Is there anything you’ve learned about Lombardi that you’d like to share that isn’t in the book?
Well, actually there’s a very direct link between Lombardi’s work and the 2007-2008 financial crisis, what might be called the “grand interlock.” Interlocks typically take years if not decades to complete. You have to follow them from the base to the top of a kind of pyramid, where the top players finally emerge. Lombardi, tragically, didn’t live to see that, but it’s the subject of the book I’ve been working on.
How does the art of Mark Lombardi resonate in today’s world?
He was the first artist to do metadata, but more than that, he created a continuous visual history of the interconnections between intelligence, organized crime, corporations and governments in the offshore, unregulated reaches of what is commonly called the shadow banking business; and the bubbles, scandals, and crashes it has caused.
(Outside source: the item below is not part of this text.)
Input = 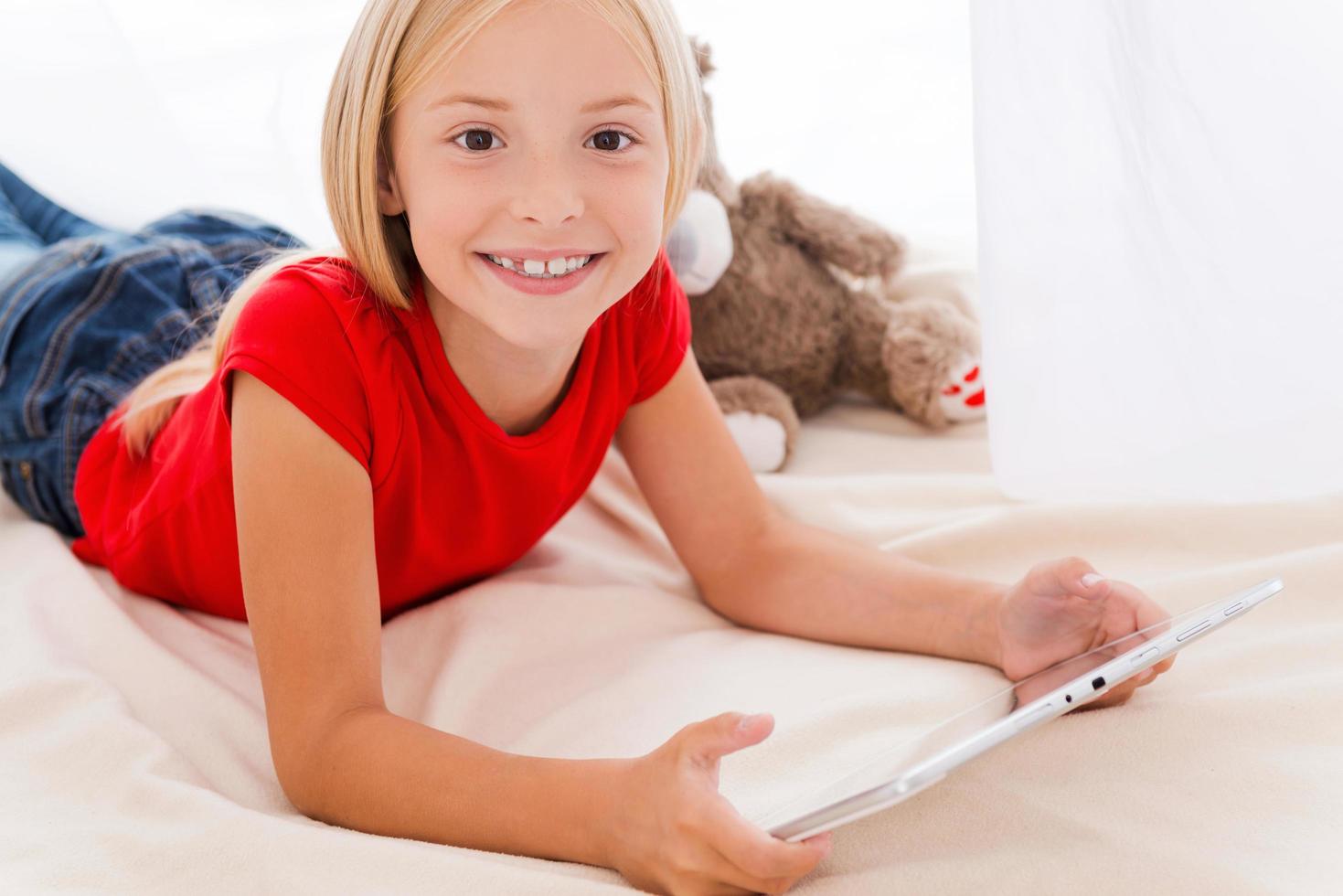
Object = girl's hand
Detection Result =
[997,558,1175,712]
[608,712,830,896]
The shady middlemen who connect one drawing, or rather one scandal etc. to the next in his series of 26 monumental-sized works shed a lot of light on the counterintelligence crisis now engulfing the FBI in the wake of Trump’s Russian debacle.
It’s a kind of visual Wikileaks Lombardi made, long before Julian Assange and Ed Snowden came along, and it’s enormously empowering. You don’t have to be a quant analyst to figure out what’s going on. The narrative takes over, and makes sense out of the mystification of numbers. He’s even recognized for doing that in the computer science world, where’s he’s considered a pioneer in social network analysis and visual narrative, the technique by which supercomputers like those used by the NSA can, in theory, make huge data sets comprehensible. In fact, one of the scientists I interviewed at Tim Berners-Lee’s CSAIL lab at MIT told me that Peter Thiel’s Palantir platform is actually Mark Lombardi’s legacy. I don’t know how comfortable Mark would have been with that, given his own decidedly leftward political orientation. I feel he was very much like one of the scientists who worked on the atom bomb, unleashing a force which could be used for good or for ill. Given the cyber-surveillance we’re now living under — and the catastrophic breaches which have just occurred — I fear the scales are unfortunately tipping towards the bad side.
Have you seen the collaboration between Louis Vuitton and Jeff Koons? How does that compare to Lombardi? Where is the art world headed?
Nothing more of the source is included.